Riduci il burro a 60 g e sostituisci parte della pancetta con funghi aggiuntivi. Aggiungi una ridotta quantità di concentrato di pomodoro per dare corposità alla salsa senza grassi in eccesso.

Qual è la temperatura interna ideale per servire il polletto?

La temperatura interna raccomandata è 72–74 °C per la sicurezza alimentare. Usi una sonda per misurare il punto più spesso della coscia o del petto.

Curiosità: l’origine del piatto e il legame con la cucina francese

Il termine “alla Borgogna” richiama il classicismo francese del boeuf bourguignon, dove il vino rosso e la lunga cottura esaltano sapore e consistenza. Trasporre la tecnica al polletto allenta i tempi di cottura e valorizza la pelle; è un esempio di come le tecniche regionali possano essere riadattate a materie prime locali mantenendo l’eleganza della cucina professionale. Per approfondire la storia della cucina francese vedi la voce su Boeuf bourguignon su Wikipedia in italiano.

Il mio parere personale come chef

Personalmente apprezzo il Polletto alla Borgogna per il contrasto tra la rusticità degli aromi e la cura richiesta nella preparazione. Trovo che molti cuochi casalinghi sottovalutino l’importanza della fase di rosolatura e della riduzione del vino: una rosolatura accurata e una riduzione controllata sono la differenza tra una salsa piatta e una complessa. Preferisco usare polletti ruspanti per maggior sapore e terminare la salsa con una noce di burro freddo per lucentezza. In abbinamento, un purè leggero o patate fondenti e un vino rosso poco tannico completano il piatto senza sovrastarlo.

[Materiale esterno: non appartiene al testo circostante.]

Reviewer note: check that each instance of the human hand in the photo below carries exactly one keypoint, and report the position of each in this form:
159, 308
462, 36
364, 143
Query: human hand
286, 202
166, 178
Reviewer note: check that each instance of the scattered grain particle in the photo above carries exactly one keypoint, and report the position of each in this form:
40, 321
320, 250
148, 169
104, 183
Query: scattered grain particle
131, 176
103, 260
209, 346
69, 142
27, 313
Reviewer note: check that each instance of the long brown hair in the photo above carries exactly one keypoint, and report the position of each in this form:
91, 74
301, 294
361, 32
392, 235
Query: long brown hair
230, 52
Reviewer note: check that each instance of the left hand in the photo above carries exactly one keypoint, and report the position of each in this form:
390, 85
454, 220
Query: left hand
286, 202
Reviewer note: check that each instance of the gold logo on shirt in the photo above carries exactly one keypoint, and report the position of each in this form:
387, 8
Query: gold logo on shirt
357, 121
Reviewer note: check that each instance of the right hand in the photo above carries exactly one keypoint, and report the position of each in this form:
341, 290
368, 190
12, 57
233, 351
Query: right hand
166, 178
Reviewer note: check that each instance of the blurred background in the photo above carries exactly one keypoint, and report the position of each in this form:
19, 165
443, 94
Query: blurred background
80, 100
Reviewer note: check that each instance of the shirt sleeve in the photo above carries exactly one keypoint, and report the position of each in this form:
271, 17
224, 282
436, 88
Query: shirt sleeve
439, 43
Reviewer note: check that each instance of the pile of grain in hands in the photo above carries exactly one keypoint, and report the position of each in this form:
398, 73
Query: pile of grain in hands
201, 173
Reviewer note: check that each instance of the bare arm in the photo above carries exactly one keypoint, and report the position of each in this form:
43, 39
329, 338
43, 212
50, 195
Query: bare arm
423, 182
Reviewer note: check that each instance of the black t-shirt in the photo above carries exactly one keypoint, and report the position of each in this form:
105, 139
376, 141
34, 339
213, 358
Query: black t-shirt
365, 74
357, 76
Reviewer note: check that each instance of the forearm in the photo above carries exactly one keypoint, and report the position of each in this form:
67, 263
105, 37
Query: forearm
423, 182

Il Polletto alla Borgogna è un esercizio di equilibrio: dosaggi precisi, tempi rispettati e attenzione al controllo delle temperature trasformano ingredienti comuni in un secondo piatto memorabile. Provalo seguendo le grammature indicate e adatta le varianti suggerite in base ai tuoi gusti e agli ingredienti disponibili; con poche accortezze otterrai un risultato che parla di tradizione e tecnica, perfetto per una cena importante o per elevare il quotidiano in cucina.